Drinking alcohol is undoubtedly making your anxiety worse. Repeat that with me. Drinking alcohol is undoubtedly making your anxiety worse.
It will make you happy in the short-term. It might trick you into thinking those effects will last into the longer-term and you’ll always be this happy. But the human body is governed by certain laws and rules. And the chemicals in your brain and in your gut are the only thing that govern how you are going to feel. Depleted serotonin? You aren’t going to be as happy. Adrenal glands exhausted and can’t function optimally? Small stressor events are going to blow up and cause you to erupt when you would have otherwise not even cared.
I’m not telling you to stop drinking. I’m saying that if you’re serious about reducing anxiety and ending your panic attacks, and are willing to do the hard work, you need to consider ceasing drinking. At least for a while.
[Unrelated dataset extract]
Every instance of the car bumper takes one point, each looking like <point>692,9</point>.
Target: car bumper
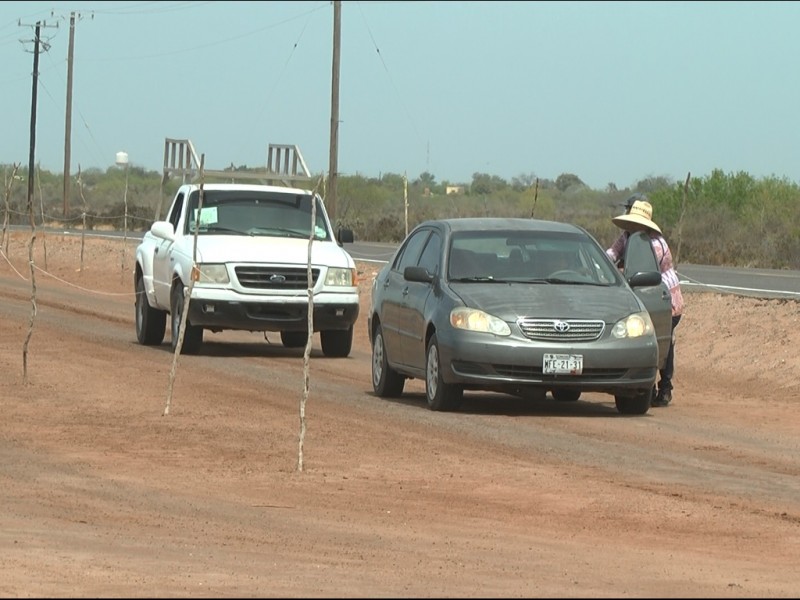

Still don’t believe me? Simply google ‘alcohol and anxiety’. Then spend the afternoon parsing through every article that describes how alcohol worsens anxiety. You’re going to need some time because there’s a shitload of them (fun fact: there are over 386,000,000 google results).
We have now officially arrived at our Kevin Bacon moment from A Few Good Men: “These are the facts, and they are undisputed.”
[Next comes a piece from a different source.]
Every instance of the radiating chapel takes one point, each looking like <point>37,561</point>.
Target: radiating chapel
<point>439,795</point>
I can’t tell you that immediately after I stopped drinking that I felt like a million bucks. I didn’t. I just knew I was giving my body the best chance possible to recover, rebuild, process, and heal. Given the other work I was doing (see Chapter 3: “Lay Yourself Bare”), I needed all the processing power available in my body to do the emotional work. I trusted the science and removed what is a known contributor to anxiety to give myself a chance.
Eventually, I started to reintroduce alcohol into my life. Slowly. Very slowly. I de-coupled cooking and dinner from drinking. I made myself acknowledge and understand why I was looking to open a bottle or have a glass. When I wanted to escape to my favorite places, I’d find videos on YouTube for a 20-minute walk through Rioja, or a history of Montalcino. I watched them without ever taking a sip.
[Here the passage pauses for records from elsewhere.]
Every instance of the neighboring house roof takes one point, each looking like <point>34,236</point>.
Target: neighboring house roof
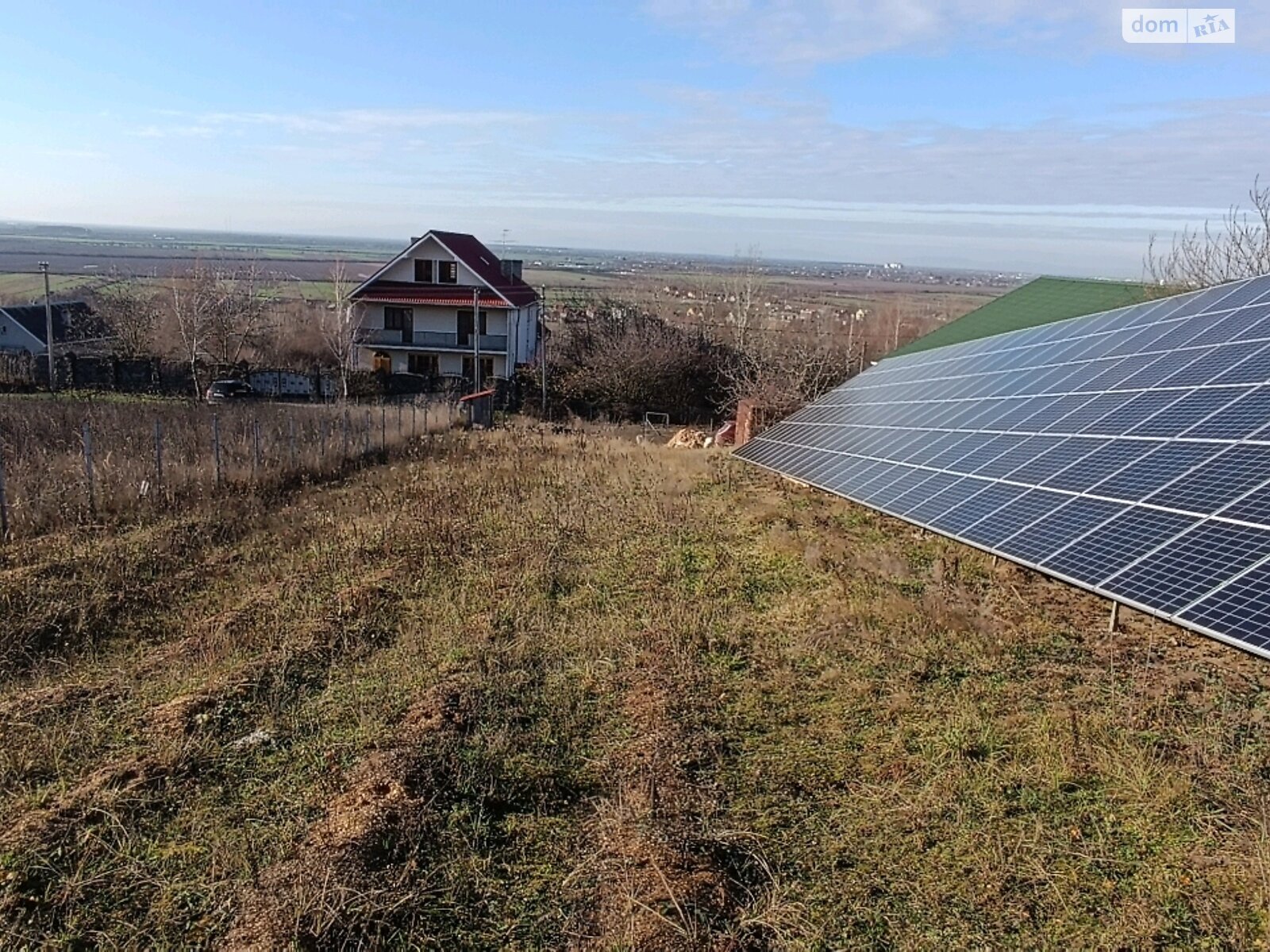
<point>404,292</point>
<point>1039,301</point>
<point>31,317</point>
<point>473,254</point>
Was it the same as enjoying a glass? Nope. However, much like everything else on this journey, it hasn’t been easy. Yet reducing / removing alcohol is one of the bigger elements within your control that can have significant benefits. Reducing or eliminating for some period of time allows you to develop a greater sensitivity and understanding of your limits. It lets you tune in to your body and be able to listen to the effect of what every drink does to you.
Everyone is different. For Catherine, a total of 4 drinks per week is about the limit. That can be 2 drinks on 2 nights, or 1 drink each night for 4 nights. Beyond that, the real negative effects begin to set in. For me, no more than 2 drinks on a given night is my max, and I can’t do that for more than 2 nights in a row. Beyond that, I wake up the following day markedly more anxious, wondering if panic is near.
The reason is my reserves have been depleted. If I’m feeling panicky I can usually take refuge in a safer place in my mind, a place where I meditate and reflect. I lower my energy output, confine my thoughts to lighthearted, happy, non-triggering topics, and wait it out. I’ve found, however, that alcohol depletes those reserves and when I try to go there, they don’t exist. It’s like having a dead battery, then your replacement battery has nearly zero charge and can’t help you.
Reduce or eliminate, listen to your body, then experiment, and be honest with yourself. Don’t use alcohol as a crutch. Drink to enjoy, not to mistakenly dull yourself when in reality you are only weakening your defenses in their battle against anxiety and panic.